Primera Cruzada

Los soldados del templo son de Dios.

1095 - 1099

Papa Urbano II y obispo Ademar de Montail

Primera Cruzada

El papa Urbano II quería que la primera cruzada fuera liderada por la Iglesia y no por laicos. Por ello, envió a Ademar de Monteil, obispo de Le Pug. Fue el legado papal durante la Primera Cruzada. (1095 – 1099). Un legado es alguien elegido por el Papa para actuar en su nombre en determinados asuntos. A menudo se le enviaba a negociar un tratado, resolver disputas e incluso coronar a un rey si el propio papa no podía hacerlo en persona.

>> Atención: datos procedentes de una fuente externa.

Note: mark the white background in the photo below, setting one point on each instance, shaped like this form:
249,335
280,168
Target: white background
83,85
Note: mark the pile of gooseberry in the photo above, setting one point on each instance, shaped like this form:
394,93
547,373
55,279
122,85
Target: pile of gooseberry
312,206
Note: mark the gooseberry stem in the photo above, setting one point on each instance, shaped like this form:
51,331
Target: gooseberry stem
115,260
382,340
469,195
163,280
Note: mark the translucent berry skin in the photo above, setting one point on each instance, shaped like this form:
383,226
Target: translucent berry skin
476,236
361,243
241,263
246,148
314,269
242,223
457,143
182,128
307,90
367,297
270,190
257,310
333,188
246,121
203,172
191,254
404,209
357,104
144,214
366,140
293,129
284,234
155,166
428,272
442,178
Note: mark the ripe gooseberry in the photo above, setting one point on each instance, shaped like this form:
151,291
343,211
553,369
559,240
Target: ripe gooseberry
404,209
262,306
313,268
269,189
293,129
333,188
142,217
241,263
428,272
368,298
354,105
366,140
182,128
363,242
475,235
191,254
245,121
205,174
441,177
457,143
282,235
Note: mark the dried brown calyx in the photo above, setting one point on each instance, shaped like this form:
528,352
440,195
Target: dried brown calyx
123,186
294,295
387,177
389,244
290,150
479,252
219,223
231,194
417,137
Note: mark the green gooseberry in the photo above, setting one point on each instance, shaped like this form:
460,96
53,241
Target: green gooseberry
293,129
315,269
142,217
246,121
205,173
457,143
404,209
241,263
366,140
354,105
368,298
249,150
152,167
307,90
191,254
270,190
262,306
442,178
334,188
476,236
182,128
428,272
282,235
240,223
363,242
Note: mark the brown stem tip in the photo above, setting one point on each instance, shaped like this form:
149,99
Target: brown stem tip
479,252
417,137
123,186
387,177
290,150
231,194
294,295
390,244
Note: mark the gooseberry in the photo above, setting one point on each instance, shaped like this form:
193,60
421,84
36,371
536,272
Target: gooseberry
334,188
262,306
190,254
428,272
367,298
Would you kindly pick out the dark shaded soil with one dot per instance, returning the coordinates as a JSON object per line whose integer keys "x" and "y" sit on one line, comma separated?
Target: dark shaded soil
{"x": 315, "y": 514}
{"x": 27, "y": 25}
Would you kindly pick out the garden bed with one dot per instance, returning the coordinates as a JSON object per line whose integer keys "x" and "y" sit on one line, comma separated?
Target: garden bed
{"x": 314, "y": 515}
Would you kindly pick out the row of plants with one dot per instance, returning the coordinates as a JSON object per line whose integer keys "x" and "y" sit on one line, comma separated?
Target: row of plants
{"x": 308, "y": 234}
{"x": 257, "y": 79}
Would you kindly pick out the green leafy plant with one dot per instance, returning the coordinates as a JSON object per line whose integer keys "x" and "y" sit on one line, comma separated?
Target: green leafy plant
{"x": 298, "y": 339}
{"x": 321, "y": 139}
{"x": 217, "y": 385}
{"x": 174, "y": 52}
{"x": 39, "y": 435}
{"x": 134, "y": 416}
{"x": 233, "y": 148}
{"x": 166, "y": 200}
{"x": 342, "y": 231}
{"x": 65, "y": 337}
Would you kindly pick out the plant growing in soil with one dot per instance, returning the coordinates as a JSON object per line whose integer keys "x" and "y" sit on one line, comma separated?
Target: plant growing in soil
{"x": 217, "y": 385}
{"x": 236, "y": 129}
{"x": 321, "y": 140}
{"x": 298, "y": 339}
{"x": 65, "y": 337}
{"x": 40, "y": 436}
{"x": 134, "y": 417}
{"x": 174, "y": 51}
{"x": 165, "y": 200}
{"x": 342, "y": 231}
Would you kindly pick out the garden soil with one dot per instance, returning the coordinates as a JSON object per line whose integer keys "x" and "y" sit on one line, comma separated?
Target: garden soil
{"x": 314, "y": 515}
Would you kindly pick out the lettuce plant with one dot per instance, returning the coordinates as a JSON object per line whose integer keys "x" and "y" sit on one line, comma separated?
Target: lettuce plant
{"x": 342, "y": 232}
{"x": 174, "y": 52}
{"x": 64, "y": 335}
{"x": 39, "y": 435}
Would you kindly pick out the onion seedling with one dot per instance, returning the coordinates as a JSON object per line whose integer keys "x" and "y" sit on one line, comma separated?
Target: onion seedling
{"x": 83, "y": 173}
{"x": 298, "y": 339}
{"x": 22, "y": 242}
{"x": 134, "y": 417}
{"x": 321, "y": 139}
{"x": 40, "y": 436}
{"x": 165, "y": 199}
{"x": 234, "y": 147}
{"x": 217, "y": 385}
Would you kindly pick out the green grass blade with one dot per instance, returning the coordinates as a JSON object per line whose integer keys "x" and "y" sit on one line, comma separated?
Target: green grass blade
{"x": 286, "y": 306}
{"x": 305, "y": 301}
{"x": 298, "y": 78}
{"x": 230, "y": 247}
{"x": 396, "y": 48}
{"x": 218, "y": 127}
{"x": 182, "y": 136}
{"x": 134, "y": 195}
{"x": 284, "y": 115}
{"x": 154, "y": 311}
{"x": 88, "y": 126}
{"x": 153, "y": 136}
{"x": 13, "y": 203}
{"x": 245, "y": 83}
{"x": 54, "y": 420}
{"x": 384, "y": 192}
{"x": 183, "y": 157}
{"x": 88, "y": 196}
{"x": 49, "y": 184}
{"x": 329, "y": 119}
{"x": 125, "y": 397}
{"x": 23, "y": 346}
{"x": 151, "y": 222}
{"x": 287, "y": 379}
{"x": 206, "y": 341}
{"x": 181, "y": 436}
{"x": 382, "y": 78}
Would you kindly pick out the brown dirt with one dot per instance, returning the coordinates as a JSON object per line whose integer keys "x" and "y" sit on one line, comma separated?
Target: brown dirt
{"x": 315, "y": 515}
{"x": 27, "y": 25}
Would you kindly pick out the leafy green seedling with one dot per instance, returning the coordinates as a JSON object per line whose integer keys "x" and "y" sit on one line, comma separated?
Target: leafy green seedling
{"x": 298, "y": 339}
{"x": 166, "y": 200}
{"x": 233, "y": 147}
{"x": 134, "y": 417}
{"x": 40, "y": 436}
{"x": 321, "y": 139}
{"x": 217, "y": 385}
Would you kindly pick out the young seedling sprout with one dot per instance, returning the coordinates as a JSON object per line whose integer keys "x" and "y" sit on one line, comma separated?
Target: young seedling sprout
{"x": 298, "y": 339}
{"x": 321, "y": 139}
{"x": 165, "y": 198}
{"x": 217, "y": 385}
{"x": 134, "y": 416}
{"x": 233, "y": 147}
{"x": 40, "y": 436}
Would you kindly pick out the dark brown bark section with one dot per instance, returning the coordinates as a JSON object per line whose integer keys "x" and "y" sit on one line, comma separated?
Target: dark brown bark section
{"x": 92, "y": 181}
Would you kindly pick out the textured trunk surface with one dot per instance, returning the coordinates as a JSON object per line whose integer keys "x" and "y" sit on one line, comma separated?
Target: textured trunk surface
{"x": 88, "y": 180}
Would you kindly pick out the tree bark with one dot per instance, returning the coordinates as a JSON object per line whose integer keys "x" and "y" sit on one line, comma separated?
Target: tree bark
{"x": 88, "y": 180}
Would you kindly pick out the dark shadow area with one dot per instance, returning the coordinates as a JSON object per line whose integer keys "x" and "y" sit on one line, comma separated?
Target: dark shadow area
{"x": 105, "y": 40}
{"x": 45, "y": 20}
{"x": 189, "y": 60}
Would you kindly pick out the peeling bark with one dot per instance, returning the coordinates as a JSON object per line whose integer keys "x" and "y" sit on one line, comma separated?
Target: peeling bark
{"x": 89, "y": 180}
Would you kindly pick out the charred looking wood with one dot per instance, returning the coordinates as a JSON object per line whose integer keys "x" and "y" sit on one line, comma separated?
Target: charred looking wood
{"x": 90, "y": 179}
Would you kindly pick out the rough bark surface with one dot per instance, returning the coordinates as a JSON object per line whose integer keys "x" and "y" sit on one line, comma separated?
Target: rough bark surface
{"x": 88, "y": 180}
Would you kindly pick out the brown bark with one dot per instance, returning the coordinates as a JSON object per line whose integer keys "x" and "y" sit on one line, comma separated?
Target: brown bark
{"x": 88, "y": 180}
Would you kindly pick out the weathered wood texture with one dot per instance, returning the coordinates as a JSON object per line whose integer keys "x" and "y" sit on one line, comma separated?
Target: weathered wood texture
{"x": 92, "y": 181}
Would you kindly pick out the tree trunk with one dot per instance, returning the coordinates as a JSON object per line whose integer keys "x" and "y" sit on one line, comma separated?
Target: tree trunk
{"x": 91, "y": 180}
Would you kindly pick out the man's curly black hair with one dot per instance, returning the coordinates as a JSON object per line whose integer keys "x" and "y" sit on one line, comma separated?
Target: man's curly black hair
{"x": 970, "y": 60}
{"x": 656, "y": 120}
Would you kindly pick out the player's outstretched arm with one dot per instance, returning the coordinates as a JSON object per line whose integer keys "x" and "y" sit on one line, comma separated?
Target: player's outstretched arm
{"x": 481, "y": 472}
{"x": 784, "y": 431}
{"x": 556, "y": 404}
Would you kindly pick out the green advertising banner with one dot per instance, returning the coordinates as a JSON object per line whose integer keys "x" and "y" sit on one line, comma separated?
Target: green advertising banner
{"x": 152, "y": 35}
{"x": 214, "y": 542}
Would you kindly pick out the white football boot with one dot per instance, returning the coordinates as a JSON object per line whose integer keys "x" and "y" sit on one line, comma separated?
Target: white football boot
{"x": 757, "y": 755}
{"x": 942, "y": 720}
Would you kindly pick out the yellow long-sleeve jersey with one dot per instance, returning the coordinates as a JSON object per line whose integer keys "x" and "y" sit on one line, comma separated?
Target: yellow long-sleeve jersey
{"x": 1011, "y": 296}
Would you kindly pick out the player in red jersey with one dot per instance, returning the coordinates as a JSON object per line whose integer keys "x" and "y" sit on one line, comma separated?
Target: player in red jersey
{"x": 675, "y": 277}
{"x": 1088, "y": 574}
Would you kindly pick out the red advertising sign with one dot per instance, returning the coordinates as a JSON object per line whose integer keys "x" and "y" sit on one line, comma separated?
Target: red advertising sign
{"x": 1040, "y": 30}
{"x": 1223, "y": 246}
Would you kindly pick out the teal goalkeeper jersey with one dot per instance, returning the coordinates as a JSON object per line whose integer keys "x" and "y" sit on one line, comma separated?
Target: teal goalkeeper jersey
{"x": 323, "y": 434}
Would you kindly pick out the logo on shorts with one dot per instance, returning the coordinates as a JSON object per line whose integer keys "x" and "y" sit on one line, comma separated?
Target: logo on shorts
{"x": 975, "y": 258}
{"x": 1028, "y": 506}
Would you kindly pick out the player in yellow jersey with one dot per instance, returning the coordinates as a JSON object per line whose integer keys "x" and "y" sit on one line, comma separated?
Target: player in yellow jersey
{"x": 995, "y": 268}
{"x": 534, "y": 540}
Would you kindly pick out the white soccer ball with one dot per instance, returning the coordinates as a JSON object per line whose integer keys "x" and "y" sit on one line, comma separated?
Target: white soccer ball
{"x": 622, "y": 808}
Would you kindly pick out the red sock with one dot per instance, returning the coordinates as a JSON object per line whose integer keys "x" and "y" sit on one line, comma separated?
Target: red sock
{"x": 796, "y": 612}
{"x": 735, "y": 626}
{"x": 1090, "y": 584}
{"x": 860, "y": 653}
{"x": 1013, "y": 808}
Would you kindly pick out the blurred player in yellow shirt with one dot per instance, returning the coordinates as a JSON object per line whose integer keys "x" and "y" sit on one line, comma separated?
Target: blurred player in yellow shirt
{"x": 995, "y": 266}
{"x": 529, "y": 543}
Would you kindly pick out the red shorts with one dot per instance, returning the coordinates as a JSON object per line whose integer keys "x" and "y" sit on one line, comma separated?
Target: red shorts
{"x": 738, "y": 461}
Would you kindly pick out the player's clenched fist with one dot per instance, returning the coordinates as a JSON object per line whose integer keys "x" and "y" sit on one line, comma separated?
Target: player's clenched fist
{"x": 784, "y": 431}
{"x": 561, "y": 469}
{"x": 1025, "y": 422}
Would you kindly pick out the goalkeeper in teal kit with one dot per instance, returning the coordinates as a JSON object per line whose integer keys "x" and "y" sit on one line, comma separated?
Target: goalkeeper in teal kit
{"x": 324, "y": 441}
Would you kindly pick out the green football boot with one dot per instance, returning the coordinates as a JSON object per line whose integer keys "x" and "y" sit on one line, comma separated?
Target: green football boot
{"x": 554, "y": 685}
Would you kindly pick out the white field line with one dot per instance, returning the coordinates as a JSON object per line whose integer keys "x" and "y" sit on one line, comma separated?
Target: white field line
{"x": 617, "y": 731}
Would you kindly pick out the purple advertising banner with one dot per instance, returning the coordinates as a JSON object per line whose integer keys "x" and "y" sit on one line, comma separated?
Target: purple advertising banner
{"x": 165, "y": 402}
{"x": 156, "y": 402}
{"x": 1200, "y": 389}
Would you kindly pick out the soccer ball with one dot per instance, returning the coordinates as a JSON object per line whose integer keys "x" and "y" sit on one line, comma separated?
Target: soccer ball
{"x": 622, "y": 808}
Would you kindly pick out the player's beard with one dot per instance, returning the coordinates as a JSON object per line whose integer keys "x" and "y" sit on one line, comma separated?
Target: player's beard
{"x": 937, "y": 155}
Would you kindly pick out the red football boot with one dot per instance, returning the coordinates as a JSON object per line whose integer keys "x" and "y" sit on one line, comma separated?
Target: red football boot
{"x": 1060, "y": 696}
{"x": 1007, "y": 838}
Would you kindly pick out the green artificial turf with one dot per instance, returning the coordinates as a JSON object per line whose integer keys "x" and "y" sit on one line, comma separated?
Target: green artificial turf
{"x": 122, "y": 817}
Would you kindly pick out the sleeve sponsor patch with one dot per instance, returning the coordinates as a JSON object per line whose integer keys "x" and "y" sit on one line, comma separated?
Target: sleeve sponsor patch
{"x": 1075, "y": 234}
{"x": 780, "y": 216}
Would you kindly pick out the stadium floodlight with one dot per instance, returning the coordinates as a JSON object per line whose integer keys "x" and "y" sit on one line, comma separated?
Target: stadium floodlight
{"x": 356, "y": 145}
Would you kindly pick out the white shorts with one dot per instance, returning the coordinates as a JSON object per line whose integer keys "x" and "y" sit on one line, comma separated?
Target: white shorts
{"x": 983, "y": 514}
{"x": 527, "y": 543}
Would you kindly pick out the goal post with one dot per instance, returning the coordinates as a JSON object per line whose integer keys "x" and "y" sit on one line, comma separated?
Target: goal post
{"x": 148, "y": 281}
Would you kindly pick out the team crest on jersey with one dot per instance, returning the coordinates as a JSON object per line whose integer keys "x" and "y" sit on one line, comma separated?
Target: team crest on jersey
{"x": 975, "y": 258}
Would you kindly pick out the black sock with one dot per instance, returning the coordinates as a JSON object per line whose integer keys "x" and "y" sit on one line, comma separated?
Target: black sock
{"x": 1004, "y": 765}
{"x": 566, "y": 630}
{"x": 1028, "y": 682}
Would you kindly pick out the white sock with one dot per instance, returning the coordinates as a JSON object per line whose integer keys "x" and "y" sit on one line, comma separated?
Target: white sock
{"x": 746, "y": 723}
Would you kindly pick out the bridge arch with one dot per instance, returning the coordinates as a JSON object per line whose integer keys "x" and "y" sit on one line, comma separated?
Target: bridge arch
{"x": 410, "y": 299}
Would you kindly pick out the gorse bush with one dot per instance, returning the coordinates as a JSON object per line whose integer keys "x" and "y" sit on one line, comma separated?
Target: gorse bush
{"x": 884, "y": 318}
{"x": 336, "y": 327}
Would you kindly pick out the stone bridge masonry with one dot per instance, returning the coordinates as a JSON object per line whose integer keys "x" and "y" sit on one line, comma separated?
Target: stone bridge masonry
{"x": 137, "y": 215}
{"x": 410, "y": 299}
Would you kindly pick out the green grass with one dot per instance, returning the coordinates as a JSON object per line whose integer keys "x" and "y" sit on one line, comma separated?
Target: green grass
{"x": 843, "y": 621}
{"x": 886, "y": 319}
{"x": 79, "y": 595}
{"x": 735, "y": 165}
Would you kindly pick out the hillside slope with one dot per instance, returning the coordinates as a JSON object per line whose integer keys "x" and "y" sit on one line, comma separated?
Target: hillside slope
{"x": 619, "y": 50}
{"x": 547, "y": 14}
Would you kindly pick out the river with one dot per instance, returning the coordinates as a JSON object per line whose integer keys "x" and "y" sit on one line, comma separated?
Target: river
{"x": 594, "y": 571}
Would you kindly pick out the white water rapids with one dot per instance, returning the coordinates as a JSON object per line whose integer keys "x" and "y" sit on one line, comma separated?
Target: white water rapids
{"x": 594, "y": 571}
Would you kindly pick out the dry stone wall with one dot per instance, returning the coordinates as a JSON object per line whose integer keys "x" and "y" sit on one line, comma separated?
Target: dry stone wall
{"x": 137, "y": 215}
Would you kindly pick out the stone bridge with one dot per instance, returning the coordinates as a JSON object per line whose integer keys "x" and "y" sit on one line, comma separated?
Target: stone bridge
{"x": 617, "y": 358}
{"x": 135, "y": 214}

Ademar de Monteil, obispo de Le Puy. Ademaro era un obispo de la vieja escuela y podía montar a caballo y llevar armadura. Durante la cruzada, Ademar demostró varias veces sus capacidades militares. El papa Urbano incluso quería que Ademar se convirtiera en patriarca de Jerusalén. ¿Quizá esta sea la razón subyacente por la que Godofredo no quiso convertirse en rey de Jerusalén?

En ese momento, todos los ejércitos iban acompañados de sacerdotes y, quizás porque era el Papa quien quería la existencia del ejército cruzado, se limitó a poner también a disposición del sacerdote para la expedición. El título de legado apostólico y las cualidades personales del obispo Ademaro de Monteil le valieron la confianza y el respeto de los cruzados. Sus exhortaciones y consejos contribuyeron enormemente al mantenimiento del orden y la disciplina.

El obispo Ademar murió en Antioquía.